You can tell a lot about an era by its fashion models. In the 60s, the spirit of the youthquake was personified by the wide-eyed, Bambi-limbed Twiggy. In the early 90s, nothing said “sod the recession” like a glamazon who wouldn’t get out of bed for less than $10,000. In the ensuing two decades, Kate Moss represented not just a waifish appearance but a sphinx-like attitude, espousing the motto: “Never complain, never explain.”
But in the social media era, something new is happening. In the age of protest and fourth-wave feminism, it is no longer enough for models to slink down a catwalk anonymously: silence is starting to look seriously déclassé. The hot thing in modelling is not a look, but a viewpoint. It is having a voice and not being afraid to use it. It is TED talks and open letters. It is Instagramming pictures from protest marches and hosting debates about intersectionality. It is campaigning for charities and founding NGOs. It is outspoken. It is woke.
Socially conscious models are popping up everywhere. On the current covers of i-D and Love magazines is Adwoa Aboah, a woman whose relatively small stature (5ft 8in) has done nothing to thwart her towering success. As well as appearing on catwalks and campaigns for Dior and Versus Versace, Aboah runs an initiative called Gurlstalk; her Instagram page intersperses backstage fashion show photographs with moving posts on her struggle with depression.
Many of Aboah’s contemporaries equally refuse to conform to the archetype of the taciturn model. In both Love and i-D, Aboah appears with Slick Woods, a spliff-smoking 20-year-old based in New York who said in a recent interview: “I’m definitely an out-of-pocket pick for a model.

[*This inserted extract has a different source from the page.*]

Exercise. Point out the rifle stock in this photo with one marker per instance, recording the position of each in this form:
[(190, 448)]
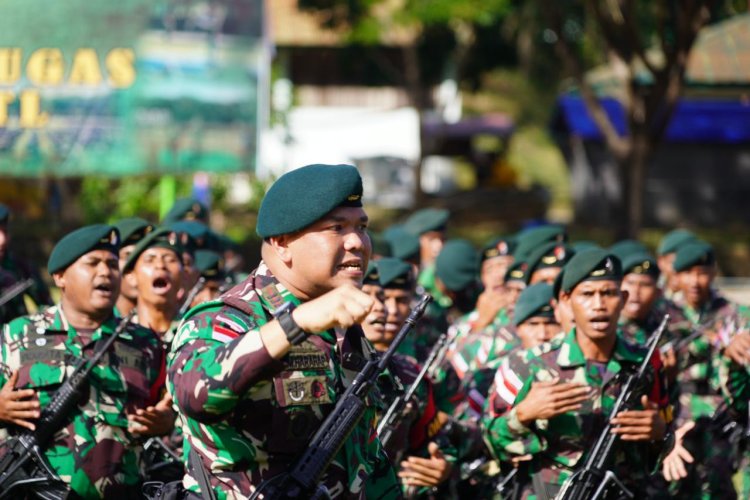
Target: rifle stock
[(23, 467), (593, 479)]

I say what I want and do what I want.”
British model Leomie Anderson runs a website that publishes articles by women (a recent one was titled: What does Brexit mean for women and marginalised communities?) and sells clothing with empowering slogans. One of her hoodies, with “This p***y grabs back” on it, was worn by Rihanna on the New York Women’s March in January. Last month, during a Q&A at a Mayfair-based pop-up women’s space to mark International Women’s Day, Anderson argued that outspoken models are helping change the fashion industry from the inside out: “When I was younger I was told, ‘Modelling is going to be harder for you because you’re black’, and I just accepted it,” she said. “Now, with social media, we all have voices and opinions. Before, if it wasn’t on the news, who was talking about it?”
Of course, this is not the first time that models have taken a stance – in the 90s, Naomi Campbell and Cindy Crawford said they would rather go naked than wear fur – but back then only a handful of models spoke out, and only once they were famous. Now, speaking out can bolster your career.